Coronary Artery Disease (CAD) is the narrowing of the blood vessels that supply blood and oxygen to the heart. Electrocardiogram (ECG) is an important cardiac signal representing the sum total of millions of cardiac cell depolarization potentials. It contains important insights into the state of health and nature of the disease afflicting the heart. However, it is very difficult to perceive the subtle changes in ECG signals which indicate a particular type of cardiac abnormality. Hence, we have used the heart rate signals from the ECG for the diagnosis of cardiac health. In this work, we propose a methodology for the automatic detection of normal and Coronary Artery Disease conditions using heart rate signals. The heart rate signals are decomposed into frequency sub-bands using Discrete Wavelet Transform (DWT).
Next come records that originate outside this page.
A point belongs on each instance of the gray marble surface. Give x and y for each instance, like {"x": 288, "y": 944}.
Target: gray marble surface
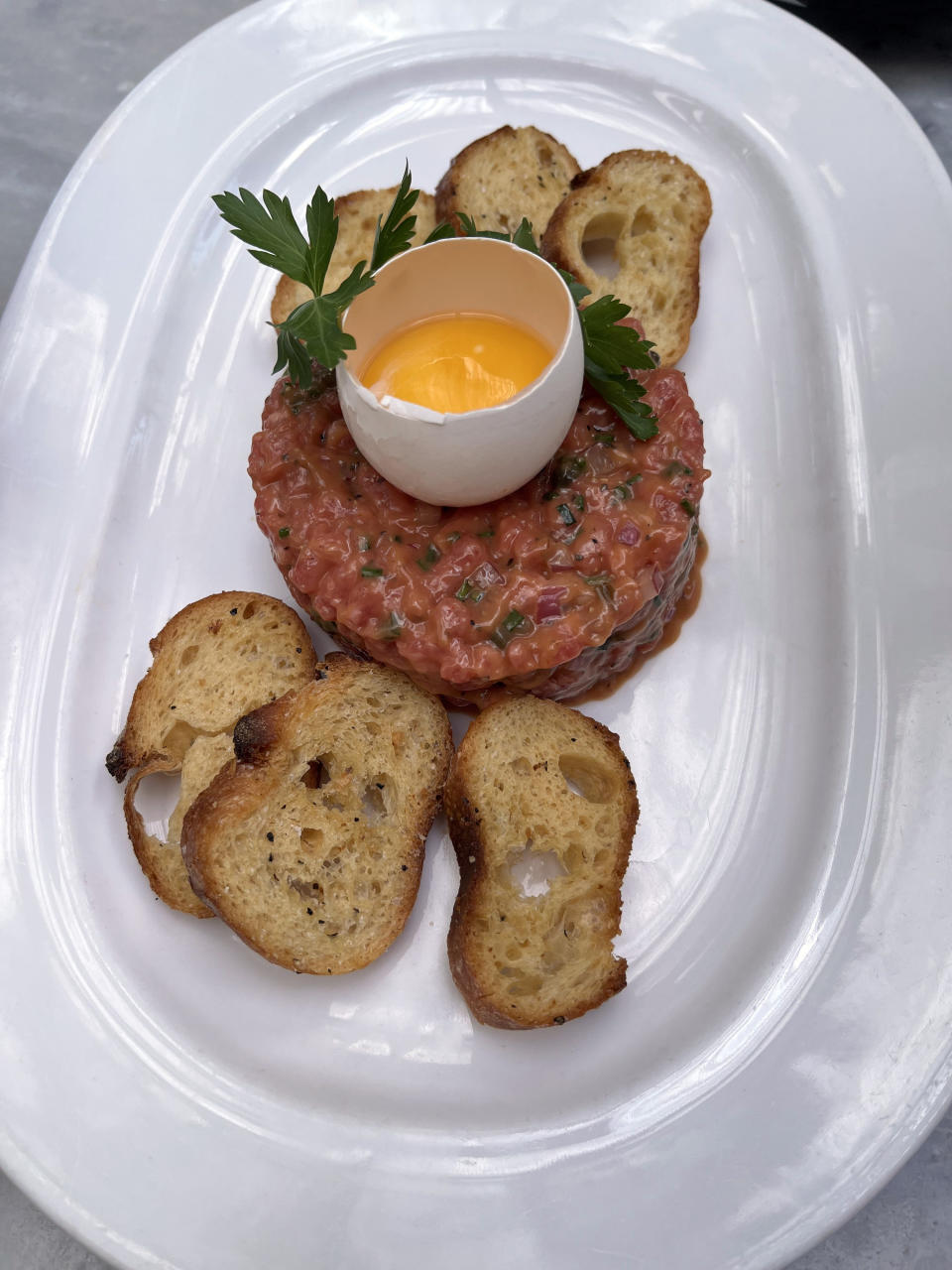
{"x": 63, "y": 67}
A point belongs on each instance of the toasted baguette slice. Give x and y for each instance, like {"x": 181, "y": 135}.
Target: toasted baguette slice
{"x": 213, "y": 662}
{"x": 311, "y": 848}
{"x": 655, "y": 209}
{"x": 542, "y": 808}
{"x": 506, "y": 176}
{"x": 357, "y": 226}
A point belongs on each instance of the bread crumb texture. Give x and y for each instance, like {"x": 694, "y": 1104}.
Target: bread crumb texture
{"x": 542, "y": 810}
{"x": 511, "y": 175}
{"x": 213, "y": 662}
{"x": 311, "y": 847}
{"x": 649, "y": 211}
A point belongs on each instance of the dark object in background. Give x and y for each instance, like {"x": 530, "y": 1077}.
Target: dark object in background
{"x": 920, "y": 31}
{"x": 907, "y": 46}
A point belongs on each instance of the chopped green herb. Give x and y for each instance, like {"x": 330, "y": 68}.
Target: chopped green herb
{"x": 565, "y": 470}
{"x": 507, "y": 629}
{"x": 429, "y": 558}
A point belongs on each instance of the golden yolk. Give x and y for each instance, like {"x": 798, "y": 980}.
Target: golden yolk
{"x": 456, "y": 362}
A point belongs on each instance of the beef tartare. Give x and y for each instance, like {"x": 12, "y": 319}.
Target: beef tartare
{"x": 549, "y": 589}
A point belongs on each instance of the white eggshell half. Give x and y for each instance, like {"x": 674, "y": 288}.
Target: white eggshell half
{"x": 458, "y": 460}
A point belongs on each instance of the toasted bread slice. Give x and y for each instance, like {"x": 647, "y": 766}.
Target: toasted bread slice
{"x": 311, "y": 848}
{"x": 652, "y": 209}
{"x": 542, "y": 808}
{"x": 212, "y": 663}
{"x": 357, "y": 213}
{"x": 511, "y": 175}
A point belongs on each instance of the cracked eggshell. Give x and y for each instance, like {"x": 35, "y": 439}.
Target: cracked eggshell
{"x": 460, "y": 460}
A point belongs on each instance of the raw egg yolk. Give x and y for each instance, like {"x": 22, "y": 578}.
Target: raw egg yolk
{"x": 457, "y": 362}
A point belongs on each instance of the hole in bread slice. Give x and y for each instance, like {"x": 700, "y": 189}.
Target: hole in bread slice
{"x": 587, "y": 779}
{"x": 157, "y": 797}
{"x": 315, "y": 774}
{"x": 376, "y": 801}
{"x": 531, "y": 871}
{"x": 599, "y": 243}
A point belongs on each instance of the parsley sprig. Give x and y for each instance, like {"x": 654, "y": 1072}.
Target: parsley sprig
{"x": 312, "y": 331}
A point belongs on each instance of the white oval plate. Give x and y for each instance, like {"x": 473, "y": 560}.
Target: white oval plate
{"x": 784, "y": 1039}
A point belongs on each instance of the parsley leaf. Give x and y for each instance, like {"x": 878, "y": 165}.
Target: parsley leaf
{"x": 612, "y": 347}
{"x": 624, "y": 395}
{"x": 397, "y": 230}
{"x": 272, "y": 232}
{"x": 312, "y": 330}
{"x": 611, "y": 350}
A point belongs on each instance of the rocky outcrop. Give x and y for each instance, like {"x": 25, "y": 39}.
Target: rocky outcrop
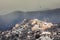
{"x": 31, "y": 29}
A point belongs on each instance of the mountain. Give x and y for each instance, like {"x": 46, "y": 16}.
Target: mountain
{"x": 9, "y": 20}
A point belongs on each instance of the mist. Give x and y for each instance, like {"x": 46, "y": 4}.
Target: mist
{"x": 27, "y": 5}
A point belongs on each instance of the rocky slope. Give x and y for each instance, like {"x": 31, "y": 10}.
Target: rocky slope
{"x": 31, "y": 29}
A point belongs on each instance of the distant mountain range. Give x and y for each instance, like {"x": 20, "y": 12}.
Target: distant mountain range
{"x": 9, "y": 20}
Principle Component Analysis (PCA), Linear Discriminant Analysis (LDA) and Independent Component Analysis (ICA) were applied on the set of DWT coefficients extracted from particular sub-bands in order to reduce the data dimension. The selected sets of features were fed into four different classifiers: Support Vector Machine (SVM), Gaussian Mixture Model (GMM), Probabilistic Neural Network (PNN) and K-Nearest Neighbor (KNN). Our results showed that the ICA coupled with GMM classifier combination resulted in highest accuracy of 96.8%, sensitivity of 100% and specificity of 93.7% compared to other data reduction techniques (PCA and LDA) and classifiers. Overall, compared to previous techniques, our proposed strategy is more suitable for diagnosis of CAD with higher accuracy.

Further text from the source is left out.